Times media reporter Jacques Steinberg watched the popular ABC morning chat fest "The View" and actuallyfound a liberal slant. Tuesday's Arts section lead, "'The View' Has Its Eye on Politics This Year ," basically contradicts what the paper claimed on September 13, when it said the show was "generally friendly territory for politicians ." In a reversal from usual media denials of liberal media bias, Steinberg actually noticed a pro-Obama slant on the part of the show's co-hosts.
Barbara Walters said she left the set of "The View" on Sept. 12 believing that she and her fellow panelists had conducted a fair on-the-couch interview with Senator John McCain, and later in the episode one with him and his wife, Cindy. That was the live conversation in which Whoopi Goldberg asked Mr. McCain, the Republican presidential nominee, if she should fear "being returned to slavery" if he won, and Joy Behar complained to him about the untruths she saw in his campaign advertisements.
But soon after it was broadcast, Ms. Walters recalled in an interview at her ABC office on a recent afternoon, she received an e-mail message from Rosie O'Donnell, a former "View" co-host whose on-air monologues were often far left of center.
"Now I know I'm in trouble," Ms. Walters said she thought. "I've got a lovely e-mail from Rosie complimenting me on the interview."
Before long Mrs. McCain could be heard telling a fund-raising event, in video obtained by ABC News, that Ms. Walters and her crew had "picked our bones clean."
As it turns out, the McCain interview - in which he received tougher treatment than either he or his Democratic rival, Senator Barack Obama, had experienced in previous appearances on "The View" - was part of a conscious effort by Ms. Walters and her producers to insert their daytime talk show forcefully into the nation's political conversation this fall.
And yet, as might be the case on many night-time cable news shows, the women of "The View" prefaced their questions to Mr. McCain on Sept. 12 with what seemed to be thinly veiled references to how they were leaning in the election - with Ms. Behar and Ms. Goldberg expressing obvious disappointment with Mr. McCain, and Elisabeth Hasselbeck saying he could count on her vote.
Steinberg suggested that Walters was leaning toward Obama as well:
While Ms. Walters has been a tougher read, she pressed Mr. McCain in her first question about whether he actually believed Sarah Palin to be, as he has said, the "greatest" vice presidential nominee in the nation's history. She wondered aloud whether Ms. Palin could ever be compared to John Adams. (He responded that he should probably be more wary of "hyperbole.") Ms. Walters then asked about Ms. Palin's mandate to be a Washington reformer, asking, "Who is it that Governor Palin is going to reform? You? The Senate?"

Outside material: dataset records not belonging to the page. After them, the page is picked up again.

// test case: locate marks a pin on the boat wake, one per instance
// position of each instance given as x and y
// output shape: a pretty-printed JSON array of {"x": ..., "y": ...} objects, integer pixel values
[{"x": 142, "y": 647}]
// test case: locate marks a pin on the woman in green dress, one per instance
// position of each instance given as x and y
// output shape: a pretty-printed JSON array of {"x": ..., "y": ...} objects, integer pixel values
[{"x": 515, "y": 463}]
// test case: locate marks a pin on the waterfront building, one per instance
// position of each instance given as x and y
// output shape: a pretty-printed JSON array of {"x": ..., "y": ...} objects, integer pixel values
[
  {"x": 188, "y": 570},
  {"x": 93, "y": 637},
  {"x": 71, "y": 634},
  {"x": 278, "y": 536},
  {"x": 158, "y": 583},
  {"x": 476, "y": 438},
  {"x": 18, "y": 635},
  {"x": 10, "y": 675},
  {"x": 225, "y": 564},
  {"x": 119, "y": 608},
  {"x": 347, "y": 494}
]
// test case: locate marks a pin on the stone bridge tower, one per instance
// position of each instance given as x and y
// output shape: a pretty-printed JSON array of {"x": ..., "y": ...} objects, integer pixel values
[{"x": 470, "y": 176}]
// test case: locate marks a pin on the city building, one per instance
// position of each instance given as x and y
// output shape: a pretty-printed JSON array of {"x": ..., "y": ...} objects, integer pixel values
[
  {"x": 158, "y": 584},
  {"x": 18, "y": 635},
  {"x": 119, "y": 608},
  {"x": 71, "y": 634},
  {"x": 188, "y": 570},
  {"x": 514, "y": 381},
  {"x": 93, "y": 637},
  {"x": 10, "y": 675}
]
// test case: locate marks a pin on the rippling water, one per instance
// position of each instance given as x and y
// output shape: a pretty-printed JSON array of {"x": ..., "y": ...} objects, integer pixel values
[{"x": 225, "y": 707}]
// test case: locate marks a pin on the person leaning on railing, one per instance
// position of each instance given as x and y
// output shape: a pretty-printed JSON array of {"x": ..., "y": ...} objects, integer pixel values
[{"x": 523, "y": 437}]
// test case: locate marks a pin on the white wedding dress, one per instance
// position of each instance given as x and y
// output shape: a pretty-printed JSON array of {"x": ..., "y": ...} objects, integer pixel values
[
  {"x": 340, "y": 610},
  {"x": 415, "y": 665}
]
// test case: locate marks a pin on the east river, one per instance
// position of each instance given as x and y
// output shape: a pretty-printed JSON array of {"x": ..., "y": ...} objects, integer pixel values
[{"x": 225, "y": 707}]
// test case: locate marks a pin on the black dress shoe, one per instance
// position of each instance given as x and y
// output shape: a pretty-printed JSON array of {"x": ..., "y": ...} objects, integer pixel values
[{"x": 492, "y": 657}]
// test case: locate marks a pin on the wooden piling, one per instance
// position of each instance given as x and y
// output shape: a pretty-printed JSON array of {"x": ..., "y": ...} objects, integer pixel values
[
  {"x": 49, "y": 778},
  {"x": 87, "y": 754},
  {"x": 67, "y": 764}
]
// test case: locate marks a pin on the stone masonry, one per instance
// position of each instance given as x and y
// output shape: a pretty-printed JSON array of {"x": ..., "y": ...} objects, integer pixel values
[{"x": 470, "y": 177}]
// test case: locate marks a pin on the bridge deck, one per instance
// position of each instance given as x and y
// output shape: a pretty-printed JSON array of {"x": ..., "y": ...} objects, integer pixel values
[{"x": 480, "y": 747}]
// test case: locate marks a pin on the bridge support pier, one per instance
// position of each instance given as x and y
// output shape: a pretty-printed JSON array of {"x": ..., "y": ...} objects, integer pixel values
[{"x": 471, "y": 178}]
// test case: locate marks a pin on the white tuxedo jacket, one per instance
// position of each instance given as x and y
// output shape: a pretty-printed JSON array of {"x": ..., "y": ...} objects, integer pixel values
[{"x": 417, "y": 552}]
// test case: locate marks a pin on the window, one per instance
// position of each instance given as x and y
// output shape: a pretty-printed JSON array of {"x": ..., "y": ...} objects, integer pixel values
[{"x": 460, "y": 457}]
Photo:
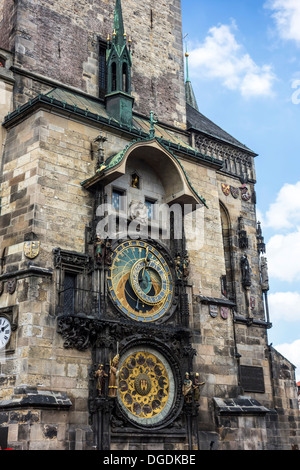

By contrast, when Mr. Obama appeared on "The View" in March, when he was not yet the Democratic nominee, Ms. Walters greeted him by relating a backstage conversation with her co-hosts. "Maybe we shouldn't say this," Ms. Walters told Mr. Obama. "We thought you were very sexy."
Walters concluded with this dubious assertion:
"Because it's an election year," she said, "I have perhaps expressed my feelings in a stronger way than I did years ago. Still, I don't think anyone knows my political opinions."
The Media Research Center, which has tagged journalist Walters' liberal views for years, would strongly disagree. Here's what Walters said about Cuban dictator Fidel Castro on ABC in 2002:
For Castro, freedom starts with education. And if literacy alone were the yardstick, Cuba would rank as one of the freest nations on Earth.